Thankfully, the committee agrees on the substantiveness of Trump’s role in the events. Nevertheless, an extra effort has been made to portray him as democracy’s kryptonite. Fifteen months have been spent reasserting what they hold to be the truth – Trump’s reaction to his loss prompted the attack on the Capitol. Yet great rhetorical, technological, and cinematographic efforts have been undertaken to explain the Trump administration’s “sophisticated seven-part plan” to overrule the 2020 election, beginning with his efforts to spread misinformation and ending with his inaction during the attack itself.

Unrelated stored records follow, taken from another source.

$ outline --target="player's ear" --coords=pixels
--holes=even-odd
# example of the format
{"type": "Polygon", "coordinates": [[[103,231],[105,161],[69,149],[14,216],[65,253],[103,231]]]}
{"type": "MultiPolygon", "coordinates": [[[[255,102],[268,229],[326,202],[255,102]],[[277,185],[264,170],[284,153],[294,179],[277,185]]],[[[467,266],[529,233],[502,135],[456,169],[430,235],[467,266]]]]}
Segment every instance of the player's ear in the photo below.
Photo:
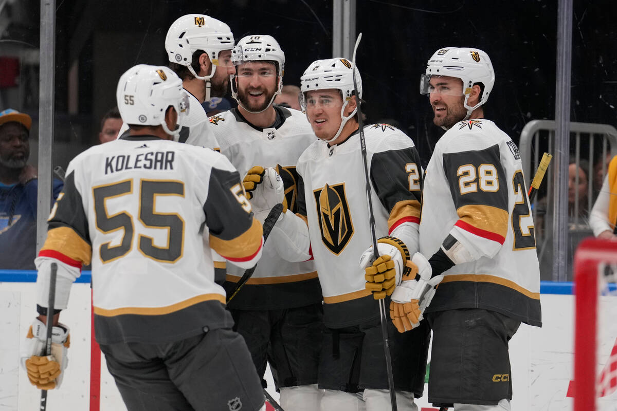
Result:
{"type": "Polygon", "coordinates": [[[469,95],[469,99],[467,100],[467,105],[473,107],[479,103],[481,92],[482,92],[482,89],[480,88],[479,84],[474,84],[471,87],[471,92],[469,95]]]}
{"type": "Polygon", "coordinates": [[[347,102],[347,107],[345,107],[345,115],[348,116],[351,114],[357,107],[358,100],[355,96],[352,96],[347,102]]]}
{"type": "Polygon", "coordinates": [[[210,69],[212,67],[212,63],[210,61],[210,57],[207,53],[202,53],[199,55],[199,70],[202,73],[203,76],[209,76],[210,69]]]}

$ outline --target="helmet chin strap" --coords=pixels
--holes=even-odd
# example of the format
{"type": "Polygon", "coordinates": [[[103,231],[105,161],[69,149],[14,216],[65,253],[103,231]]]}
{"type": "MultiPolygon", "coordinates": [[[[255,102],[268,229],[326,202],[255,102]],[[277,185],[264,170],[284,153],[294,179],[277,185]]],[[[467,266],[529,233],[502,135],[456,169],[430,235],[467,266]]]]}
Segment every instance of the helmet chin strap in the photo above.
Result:
{"type": "Polygon", "coordinates": [[[212,65],[212,72],[210,73],[208,76],[198,76],[197,73],[195,72],[195,69],[193,68],[193,66],[190,64],[186,67],[191,71],[191,74],[195,76],[195,78],[198,78],[200,80],[204,80],[205,81],[205,98],[204,99],[204,101],[210,101],[210,91],[212,88],[212,84],[210,79],[212,78],[212,76],[214,75],[214,72],[217,70],[217,66],[212,65]]]}
{"type": "Polygon", "coordinates": [[[343,113],[345,112],[345,107],[347,107],[348,102],[349,102],[347,101],[345,102],[345,104],[343,104],[343,107],[341,108],[341,126],[339,127],[339,131],[336,132],[336,134],[334,134],[334,136],[333,137],[332,137],[329,140],[325,140],[325,141],[326,142],[331,143],[333,141],[339,138],[339,136],[341,135],[341,132],[343,131],[343,127],[345,126],[345,124],[347,122],[347,120],[353,117],[354,115],[355,115],[356,112],[358,111],[357,108],[354,108],[354,111],[352,112],[351,114],[350,114],[349,116],[347,116],[346,117],[344,116],[343,113]]]}

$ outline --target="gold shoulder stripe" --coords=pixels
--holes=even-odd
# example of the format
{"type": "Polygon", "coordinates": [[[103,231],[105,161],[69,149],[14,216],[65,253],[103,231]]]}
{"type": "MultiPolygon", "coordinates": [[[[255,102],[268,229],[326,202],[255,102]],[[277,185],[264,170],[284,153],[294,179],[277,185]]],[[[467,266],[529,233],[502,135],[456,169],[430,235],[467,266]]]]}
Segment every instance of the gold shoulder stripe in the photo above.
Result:
{"type": "Polygon", "coordinates": [[[370,290],[360,290],[355,291],[353,293],[335,295],[333,297],[324,297],[323,302],[326,304],[336,304],[337,303],[344,303],[352,299],[357,299],[363,297],[368,297],[371,295],[372,291],[370,290]]]}
{"type": "Polygon", "coordinates": [[[387,219],[387,227],[389,230],[392,226],[406,217],[420,218],[420,203],[417,200],[405,200],[398,201],[390,211],[390,216],[387,219]]]}
{"type": "Polygon", "coordinates": [[[210,235],[210,246],[227,259],[241,260],[254,255],[262,245],[263,229],[254,217],[248,230],[231,240],[222,240],[210,235]]]}
{"type": "MultiPolygon", "coordinates": [[[[496,275],[489,275],[488,274],[452,274],[446,275],[441,280],[441,283],[452,283],[456,281],[471,281],[474,283],[492,283],[494,284],[499,284],[499,285],[503,285],[503,287],[518,291],[521,294],[529,298],[540,299],[540,293],[534,293],[521,287],[513,281],[506,280],[496,275]]],[[[439,286],[437,286],[437,288],[439,288],[439,286]]]]}
{"type": "Polygon", "coordinates": [[[508,234],[508,212],[487,205],[465,205],[457,210],[464,222],[484,231],[505,238],[508,234]]]}
{"type": "Polygon", "coordinates": [[[100,307],[94,307],[94,314],[103,317],[115,317],[123,314],[136,314],[138,315],[162,315],[194,306],[199,303],[215,300],[222,304],[225,303],[225,296],[221,294],[202,294],[183,301],[172,304],[165,307],[124,307],[107,310],[100,307]]]}
{"type": "Polygon", "coordinates": [[[73,229],[58,227],[47,232],[47,239],[41,251],[51,250],[60,253],[84,266],[90,264],[92,247],[73,229]]]}
{"type": "MultiPolygon", "coordinates": [[[[240,277],[227,274],[225,279],[232,283],[237,283],[240,280],[240,277]]],[[[280,277],[252,277],[246,282],[247,284],[280,284],[281,283],[295,283],[299,281],[312,280],[317,278],[317,272],[307,272],[304,274],[294,274],[293,275],[281,275],[280,277]]]]}

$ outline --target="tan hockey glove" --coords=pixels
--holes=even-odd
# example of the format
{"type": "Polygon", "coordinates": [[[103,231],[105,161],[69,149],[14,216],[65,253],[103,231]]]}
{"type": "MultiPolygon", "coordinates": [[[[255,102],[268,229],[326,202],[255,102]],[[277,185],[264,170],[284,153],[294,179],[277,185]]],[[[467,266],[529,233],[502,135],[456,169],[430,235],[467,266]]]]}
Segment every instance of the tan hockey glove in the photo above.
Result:
{"type": "Polygon", "coordinates": [[[378,240],[377,248],[379,258],[373,261],[370,247],[360,258],[360,267],[365,271],[365,287],[373,292],[373,298],[381,299],[391,295],[402,276],[408,272],[409,251],[403,242],[393,237],[378,240]]]}
{"type": "Polygon", "coordinates": [[[420,253],[413,254],[409,265],[408,274],[394,288],[390,302],[390,318],[399,333],[420,325],[422,313],[435,295],[435,287],[444,278],[443,275],[431,278],[431,264],[420,253]]]}
{"type": "Polygon", "coordinates": [[[39,389],[53,389],[60,386],[63,371],[68,364],[67,350],[70,345],[68,327],[59,324],[51,330],[51,355],[43,355],[47,327],[35,319],[28,330],[20,352],[22,367],[28,373],[32,385],[39,389]]]}

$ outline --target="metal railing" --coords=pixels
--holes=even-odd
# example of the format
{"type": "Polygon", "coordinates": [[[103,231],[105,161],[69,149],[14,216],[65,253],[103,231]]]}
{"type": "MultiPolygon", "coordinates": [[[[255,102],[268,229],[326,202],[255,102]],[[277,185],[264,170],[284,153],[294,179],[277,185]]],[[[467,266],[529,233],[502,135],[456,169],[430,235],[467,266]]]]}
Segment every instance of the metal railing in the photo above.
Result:
{"type": "MultiPolygon", "coordinates": [[[[555,150],[555,130],[557,123],[553,120],[533,120],[527,123],[521,132],[521,139],[519,143],[521,160],[523,160],[523,171],[528,179],[532,177],[537,165],[539,163],[544,152],[554,153],[555,150]]],[[[574,201],[568,211],[568,216],[565,221],[568,224],[558,232],[558,235],[562,240],[561,243],[573,244],[573,241],[578,243],[578,240],[582,237],[590,234],[590,229],[587,224],[587,216],[584,213],[591,210],[595,195],[594,188],[594,166],[602,165],[602,173],[603,178],[606,173],[608,162],[607,155],[617,155],[617,129],[615,127],[603,124],[593,124],[587,123],[569,123],[570,129],[570,147],[571,157],[574,158],[576,169],[579,169],[581,160],[586,160],[589,164],[587,178],[587,199],[581,201],[579,192],[575,190],[574,201]],[[599,146],[599,149],[598,149],[599,146]],[[598,155],[599,149],[600,155],[598,155]],[[581,207],[584,208],[582,210],[581,207]],[[570,238],[571,236],[571,238],[570,238]]],[[[542,198],[538,196],[532,204],[534,222],[536,224],[536,242],[537,245],[538,257],[542,262],[546,261],[546,253],[550,248],[549,240],[552,239],[552,227],[557,222],[557,216],[553,213],[553,205],[556,201],[568,201],[566,198],[555,198],[555,187],[553,187],[554,167],[550,167],[545,179],[546,184],[546,196],[542,198]],[[544,207],[545,214],[541,213],[541,208],[544,207]]],[[[577,173],[574,177],[574,184],[578,187],[579,173],[577,173]]],[[[566,207],[566,210],[568,210],[566,207]]],[[[573,248],[574,246],[573,246],[573,248]]],[[[573,250],[572,250],[573,251],[573,250]]],[[[571,259],[573,252],[568,257],[568,261],[571,259]]],[[[553,256],[554,258],[554,256],[553,256]]],[[[555,274],[554,272],[553,273],[555,274]]],[[[543,279],[548,279],[546,275],[543,279]]],[[[555,280],[565,279],[553,278],[555,280]]]]}

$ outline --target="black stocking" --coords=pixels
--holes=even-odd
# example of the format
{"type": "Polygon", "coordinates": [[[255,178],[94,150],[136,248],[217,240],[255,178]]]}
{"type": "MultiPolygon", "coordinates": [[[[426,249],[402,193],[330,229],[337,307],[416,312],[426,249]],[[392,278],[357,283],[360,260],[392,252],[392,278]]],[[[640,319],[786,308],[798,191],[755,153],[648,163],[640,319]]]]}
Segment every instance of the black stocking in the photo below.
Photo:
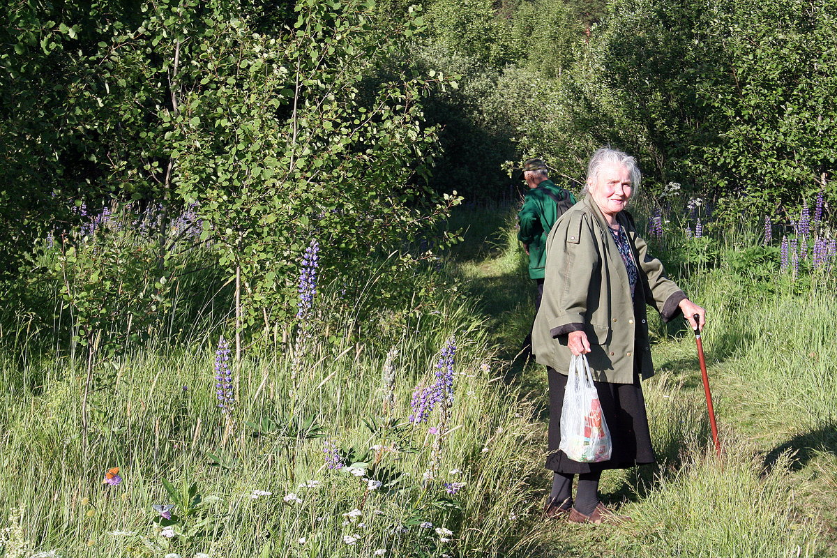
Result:
{"type": "Polygon", "coordinates": [[[581,514],[590,515],[598,505],[598,479],[602,472],[585,473],[578,475],[576,489],[575,509],[581,514]]]}
{"type": "Polygon", "coordinates": [[[557,505],[565,509],[573,507],[573,474],[556,473],[552,476],[552,491],[547,505],[557,505]]]}

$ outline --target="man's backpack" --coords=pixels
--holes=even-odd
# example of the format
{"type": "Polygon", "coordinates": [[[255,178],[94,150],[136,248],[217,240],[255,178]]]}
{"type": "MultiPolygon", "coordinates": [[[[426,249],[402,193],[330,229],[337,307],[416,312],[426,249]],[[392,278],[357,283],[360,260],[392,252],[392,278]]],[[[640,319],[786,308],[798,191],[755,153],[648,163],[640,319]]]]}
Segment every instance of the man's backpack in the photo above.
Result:
{"type": "Polygon", "coordinates": [[[556,219],[564,214],[564,212],[573,207],[573,200],[570,199],[570,192],[566,190],[561,190],[561,194],[562,197],[558,197],[553,192],[544,188],[543,192],[552,198],[555,202],[555,218],[556,219]]]}

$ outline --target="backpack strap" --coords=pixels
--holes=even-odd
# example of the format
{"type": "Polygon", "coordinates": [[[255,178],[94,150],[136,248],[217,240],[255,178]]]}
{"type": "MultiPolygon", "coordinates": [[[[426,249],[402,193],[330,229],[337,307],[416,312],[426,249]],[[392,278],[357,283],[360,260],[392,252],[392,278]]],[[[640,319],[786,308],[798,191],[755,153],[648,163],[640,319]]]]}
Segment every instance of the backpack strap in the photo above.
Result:
{"type": "Polygon", "coordinates": [[[563,188],[561,189],[562,197],[558,197],[547,188],[543,189],[543,193],[552,197],[552,201],[555,202],[556,218],[561,217],[564,214],[565,211],[573,207],[573,200],[570,199],[570,194],[563,188]]]}

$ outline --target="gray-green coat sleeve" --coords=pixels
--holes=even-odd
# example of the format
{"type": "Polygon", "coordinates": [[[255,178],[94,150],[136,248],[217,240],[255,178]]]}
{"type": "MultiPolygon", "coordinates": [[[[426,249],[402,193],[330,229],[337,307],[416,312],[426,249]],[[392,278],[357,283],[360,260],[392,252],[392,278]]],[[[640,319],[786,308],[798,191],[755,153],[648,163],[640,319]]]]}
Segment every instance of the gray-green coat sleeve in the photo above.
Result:
{"type": "Polygon", "coordinates": [[[663,263],[648,253],[648,243],[635,232],[632,232],[631,236],[639,254],[639,266],[648,279],[654,306],[664,321],[670,321],[677,315],[680,310],[678,305],[686,298],[686,294],[665,276],[663,263]]]}

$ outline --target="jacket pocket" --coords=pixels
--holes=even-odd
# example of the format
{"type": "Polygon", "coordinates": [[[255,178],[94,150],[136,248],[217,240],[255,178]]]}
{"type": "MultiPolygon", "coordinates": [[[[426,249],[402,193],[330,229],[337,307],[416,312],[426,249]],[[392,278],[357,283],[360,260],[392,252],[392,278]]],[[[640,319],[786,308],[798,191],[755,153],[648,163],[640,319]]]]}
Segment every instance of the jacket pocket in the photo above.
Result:
{"type": "Polygon", "coordinates": [[[598,324],[585,324],[584,333],[592,345],[608,345],[610,343],[610,326],[598,324]]]}

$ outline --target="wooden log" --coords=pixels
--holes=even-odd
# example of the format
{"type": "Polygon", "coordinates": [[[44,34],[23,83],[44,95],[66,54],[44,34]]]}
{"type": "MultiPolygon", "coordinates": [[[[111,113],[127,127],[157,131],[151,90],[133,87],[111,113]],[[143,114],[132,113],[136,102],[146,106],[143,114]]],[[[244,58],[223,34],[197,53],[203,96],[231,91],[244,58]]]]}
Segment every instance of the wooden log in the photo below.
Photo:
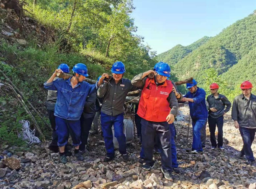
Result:
{"type": "Polygon", "coordinates": [[[192,80],[193,80],[193,78],[191,77],[183,81],[176,81],[174,82],[174,84],[176,85],[180,85],[183,84],[186,84],[186,83],[192,83],[193,84],[193,82],[192,80]]]}
{"type": "MultiPolygon", "coordinates": [[[[193,80],[193,78],[191,77],[185,80],[177,81],[174,83],[176,85],[180,85],[186,83],[193,83],[193,82],[192,82],[192,80],[193,80]]],[[[138,90],[129,92],[127,94],[127,96],[133,96],[134,95],[139,94],[139,92],[140,91],[138,90]]]]}
{"type": "Polygon", "coordinates": [[[36,122],[36,121],[33,116],[32,113],[31,113],[31,112],[29,110],[29,109],[28,107],[28,106],[27,106],[27,105],[26,105],[25,103],[24,102],[24,101],[22,100],[22,98],[21,98],[21,97],[20,96],[20,95],[19,95],[18,94],[18,93],[17,93],[17,92],[16,92],[15,89],[14,89],[13,87],[12,87],[12,86],[10,84],[9,84],[9,85],[12,88],[12,90],[14,92],[14,94],[16,96],[18,101],[19,101],[19,102],[21,105],[23,106],[23,108],[25,110],[25,111],[26,111],[26,112],[27,112],[27,113],[28,113],[28,114],[30,115],[30,116],[31,116],[32,121],[34,123],[35,127],[35,128],[36,129],[36,130],[38,131],[38,132],[39,133],[39,134],[40,135],[40,136],[42,138],[42,141],[43,142],[45,142],[45,137],[44,137],[44,135],[43,134],[43,132],[42,132],[41,129],[40,129],[40,127],[39,127],[39,125],[38,125],[38,124],[36,122]]]}
{"type": "Polygon", "coordinates": [[[58,72],[57,72],[57,76],[59,78],[62,78],[64,79],[68,79],[71,77],[73,77],[73,76],[68,73],[64,73],[58,72]]]}
{"type": "MultiPolygon", "coordinates": [[[[6,79],[11,84],[12,86],[13,86],[13,88],[15,89],[16,91],[17,91],[17,93],[18,93],[24,99],[26,99],[26,98],[25,98],[22,93],[17,88],[17,87],[16,87],[15,85],[14,85],[13,83],[12,82],[12,81],[11,81],[10,79],[8,78],[8,77],[6,76],[6,75],[5,74],[3,71],[1,70],[1,69],[0,69],[0,72],[4,76],[5,78],[5,79],[6,79]]],[[[39,116],[39,117],[40,117],[42,120],[43,120],[43,122],[44,123],[45,125],[46,125],[48,128],[51,130],[52,130],[53,129],[51,127],[50,127],[48,124],[48,123],[46,123],[45,121],[43,118],[39,114],[38,112],[36,111],[36,110],[35,109],[35,108],[34,107],[34,106],[33,106],[33,105],[32,105],[32,104],[31,104],[28,100],[27,100],[27,102],[29,103],[29,104],[30,106],[31,107],[34,112],[39,116]]]]}

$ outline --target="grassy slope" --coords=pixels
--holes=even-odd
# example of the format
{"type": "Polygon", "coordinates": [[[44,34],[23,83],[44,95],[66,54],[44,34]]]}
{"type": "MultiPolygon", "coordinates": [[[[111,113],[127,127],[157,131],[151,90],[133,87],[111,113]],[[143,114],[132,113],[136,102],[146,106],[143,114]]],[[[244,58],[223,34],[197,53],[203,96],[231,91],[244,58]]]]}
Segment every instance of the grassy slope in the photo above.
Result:
{"type": "Polygon", "coordinates": [[[158,55],[157,59],[159,62],[162,61],[170,65],[175,65],[189,53],[208,41],[210,38],[205,36],[188,46],[178,45],[167,51],[158,55]]]}
{"type": "Polygon", "coordinates": [[[190,53],[174,66],[180,79],[193,76],[203,82],[204,70],[227,71],[256,46],[256,15],[239,20],[190,53]]]}

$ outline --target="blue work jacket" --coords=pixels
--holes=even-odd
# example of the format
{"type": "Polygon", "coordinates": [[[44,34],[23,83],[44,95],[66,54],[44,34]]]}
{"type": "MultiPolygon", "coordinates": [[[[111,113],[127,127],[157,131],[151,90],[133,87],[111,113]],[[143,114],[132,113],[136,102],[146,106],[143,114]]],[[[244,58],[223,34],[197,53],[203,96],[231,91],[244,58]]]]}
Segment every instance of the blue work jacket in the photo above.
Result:
{"type": "Polygon", "coordinates": [[[193,120],[203,121],[207,120],[208,110],[205,104],[206,93],[202,88],[197,87],[195,93],[188,92],[184,97],[193,99],[194,102],[189,102],[189,111],[193,120]]]}
{"type": "Polygon", "coordinates": [[[89,84],[85,81],[79,82],[73,88],[70,78],[58,79],[51,83],[44,84],[47,89],[58,91],[54,115],[68,120],[78,120],[83,112],[86,97],[97,92],[98,83],[89,84]]]}

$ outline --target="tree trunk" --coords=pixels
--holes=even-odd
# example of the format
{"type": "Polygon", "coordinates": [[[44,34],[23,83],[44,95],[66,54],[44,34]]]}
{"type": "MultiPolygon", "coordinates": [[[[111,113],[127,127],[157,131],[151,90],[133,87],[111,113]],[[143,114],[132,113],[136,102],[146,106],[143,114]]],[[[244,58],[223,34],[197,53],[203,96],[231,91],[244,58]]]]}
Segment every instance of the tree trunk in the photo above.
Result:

This process has been so arduous partially due to the committee issuing subpoenas to over one hundred individuals – including sitting House Republicans and the U.S. Secret Service. The call for Trump himself to testify only followed a unanimous vote from the committee at the end of the ninth hearing. This was hailed as a significant achievement of the committee, one that might possibly signify the end of televised hearings. While this might go some way to clarify the circumstances of the attack, Trump is unlikely to appear. Thus, the subpoena, might go no way towards the committee’s central aim – to provide evidence for the Department of Justice. In fact, this might even encourage more divisions, despite the committee’s attempts at bipartisanship; with Trump calling the process a “witch hunt” and some Democrats calling for him to be banned from running for office, the subpoena might have fewer benefits than it seems.

Although the committee has been eager to scrutinise and vilify Trump, this has had an unfortunate side effect. Other members of his clique who also acted unconstitutionally have taken their subpoena as an opportunity to paint their involvement in the campaign, election, and attack in a more flattering light. During the second hearing, William Barr, a former Attorney General fired only two weeks before the attack, suggested that Trump had become “detached from reality” after showing little heed of “what the actual facts were”. However, in the run-up to the 2020 election, “I have common sense” was his rationale for asserting that foreign countries would sway the result with counterfeit ballots, alongside other similar statements echoing Trump’s claims of election fraud. The inconsistency of his and other witnesses’ testimony increasingly mystifies Trump’s behaviour during this crucial period, contrary to the committee’s aims.

Ultimately, these testimonies, and everything else discussed here, is a matter of sides – at this moment, seemingly Trump v. Everyone Else. Sectarianism has haunted the committee throughout its hearings as both sides continue to uphold “the truth”. However, the Jan 6. Committee has neither the setting nor the people to effectively hold Trump accountable. The committee has not been able to convince Trump of his guilt, and I doubt it ever will. Unfortunately, it has managed to shine a light upon the dwindling levels of trust in contemporary politics.